March 26, 2025 [Oil Price]- Europe’s natural gas prices have declined in recent weeks after hitting a two-year high in February, easing concerns about the price Europe will have to pay this summer to prepare for the next winter.
Dutch TTF Natural Gas Futures, the benchmark for Europe’s gas trading, hit a two-year high in the middle of February amid the first proper winter with prolonged periods of cold snaps since the 2022 energy crisis.
Prices have retreated since mid-February as the heating season and winter are coming to an end, and solar and wind power generation is picking up to regain some share of the European power generation mix, following prolonged periods of wind speed lulls and little sunshine in Europe during the winter.
The recent decline in natural gas prices in Europe could also offer some relief to power prices, which have remained high this winter on the back of the high natural gas price.
Europe’s energy-intensive industry, however, continues to suffer from the high energy prices and calls for additional measures to address the high energy costs, which put the European industry at a disadvantage.
The first proper winter in Europe, with prolonged periods of cold snaps since the 2022 energy crisis, depleted the EU stockpiles of natural gas.
As a result, European prices rallied by mid-February, and concerns emerged about the need for much more additional LNG supply to make its way to Europe to help with the storage refill before the next winter begins.
But prices have eased over the past few weeks, as talks began on a potential Russia-Ukraine ceasefire and as the winter in the northern hemisphere is coming to an end.

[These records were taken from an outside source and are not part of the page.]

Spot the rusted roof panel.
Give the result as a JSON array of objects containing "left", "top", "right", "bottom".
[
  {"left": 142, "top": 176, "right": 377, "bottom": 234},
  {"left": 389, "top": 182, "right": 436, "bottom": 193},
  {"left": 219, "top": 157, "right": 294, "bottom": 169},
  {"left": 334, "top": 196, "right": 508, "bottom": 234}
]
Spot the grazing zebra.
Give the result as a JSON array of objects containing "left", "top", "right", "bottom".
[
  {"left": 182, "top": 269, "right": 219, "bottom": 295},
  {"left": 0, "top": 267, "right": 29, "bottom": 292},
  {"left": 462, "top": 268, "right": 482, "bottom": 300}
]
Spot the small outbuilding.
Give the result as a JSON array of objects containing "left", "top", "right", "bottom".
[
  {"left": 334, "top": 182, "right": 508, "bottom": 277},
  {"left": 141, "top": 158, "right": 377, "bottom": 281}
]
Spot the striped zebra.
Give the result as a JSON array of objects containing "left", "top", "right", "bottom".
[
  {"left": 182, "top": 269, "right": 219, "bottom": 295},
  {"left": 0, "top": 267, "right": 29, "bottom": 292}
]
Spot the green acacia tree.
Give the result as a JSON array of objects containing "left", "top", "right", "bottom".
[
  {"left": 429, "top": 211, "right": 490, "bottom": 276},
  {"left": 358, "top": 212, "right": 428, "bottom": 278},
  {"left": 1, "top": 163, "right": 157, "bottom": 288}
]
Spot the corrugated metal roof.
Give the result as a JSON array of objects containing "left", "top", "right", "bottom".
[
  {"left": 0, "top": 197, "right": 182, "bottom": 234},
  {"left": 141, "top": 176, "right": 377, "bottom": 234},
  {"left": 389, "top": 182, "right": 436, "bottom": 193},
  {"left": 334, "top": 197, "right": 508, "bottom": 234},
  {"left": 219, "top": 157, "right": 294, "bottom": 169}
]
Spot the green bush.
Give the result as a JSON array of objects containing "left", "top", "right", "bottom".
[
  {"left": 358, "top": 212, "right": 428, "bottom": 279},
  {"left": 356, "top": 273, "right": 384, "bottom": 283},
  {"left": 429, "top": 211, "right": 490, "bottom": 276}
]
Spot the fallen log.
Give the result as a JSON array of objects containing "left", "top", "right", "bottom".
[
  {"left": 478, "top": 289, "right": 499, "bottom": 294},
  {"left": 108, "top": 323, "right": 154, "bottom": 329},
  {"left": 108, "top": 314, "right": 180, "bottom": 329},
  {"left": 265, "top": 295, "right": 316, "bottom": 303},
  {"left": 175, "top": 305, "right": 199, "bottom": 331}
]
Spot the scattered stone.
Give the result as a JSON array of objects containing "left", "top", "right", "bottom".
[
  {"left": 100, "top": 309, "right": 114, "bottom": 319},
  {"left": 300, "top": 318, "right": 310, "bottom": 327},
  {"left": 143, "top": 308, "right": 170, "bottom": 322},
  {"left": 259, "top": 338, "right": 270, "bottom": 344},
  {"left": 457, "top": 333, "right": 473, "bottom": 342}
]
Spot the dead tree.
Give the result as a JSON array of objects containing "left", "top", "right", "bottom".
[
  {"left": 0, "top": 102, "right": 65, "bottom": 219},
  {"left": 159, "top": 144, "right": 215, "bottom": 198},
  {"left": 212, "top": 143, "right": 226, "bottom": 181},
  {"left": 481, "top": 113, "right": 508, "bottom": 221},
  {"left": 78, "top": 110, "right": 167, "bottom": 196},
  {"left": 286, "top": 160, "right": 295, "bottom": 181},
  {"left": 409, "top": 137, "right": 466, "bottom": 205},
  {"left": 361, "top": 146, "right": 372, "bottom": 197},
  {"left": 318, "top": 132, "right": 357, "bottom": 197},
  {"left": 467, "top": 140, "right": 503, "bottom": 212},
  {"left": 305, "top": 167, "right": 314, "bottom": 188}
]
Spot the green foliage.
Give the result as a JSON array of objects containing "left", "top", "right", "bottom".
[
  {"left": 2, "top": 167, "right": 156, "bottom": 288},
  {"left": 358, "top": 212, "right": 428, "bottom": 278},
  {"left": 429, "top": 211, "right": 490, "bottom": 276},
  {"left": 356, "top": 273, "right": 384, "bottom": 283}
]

The EU leaders are also discussing making the EU targets for gas storage refill by November 1 more flexible, which could ease some of the concerns about the pace of refills from April onwards.
A group of EU member states, including the biggest economies Germany and France, are reportedly arguing that to avoid price spikes and market speculation, the bloc should allow more flexibility in its currently binding 90% full-storage target by November 1 each year.
In the wake of the 2022 Russian invasion of Ukraine and the halt to Russian pipeline gas supply to most EU countries, the European Commission adopted a target for EU natural gas storage levels to be 90% full by November 1 of each year.
However, this rigid November 1 target has created problems for many market players. Policymakers in countries including Germany, Italy, and the Netherlands are concerned that the current high forward gas prices for the summer months would make it unprofitable for gas companies and marketers to store gas.
With EU storage depleted at the fastest pace in seven years after a cold winter, the summer refill season presents several challenges in availability, prices, and the money that Europe will have to spend on additional LNG.
At a meeting last week, some EU energy ministers “mentioned the need for flexibility as regards the proposed gas storage regulation, which is currently being discussed, as well as for a rigorous impact assessment of the rules,” the EU said.
Despite the possible easing of the refill targets, the gas market will remain tight in the coming months, Moutaz Altaghlibi, senior energy economist at ABN AMRO Bank, said last week.
Geopolitics, including U.S. tariff and trade policy and the Russia-Ukraine peace talks, will continue to be the main driver of volatility, ABN AMRO reckons.
“At the same time, the market will be watchful of the speed of storage refill, while it remains responsive to factors affecting demand in Europe or key LNG competitors in Asia, such as adverse weather conditions, along with any supply disruptions from key suppliers such Norway or the US,” Altaghlibi noted.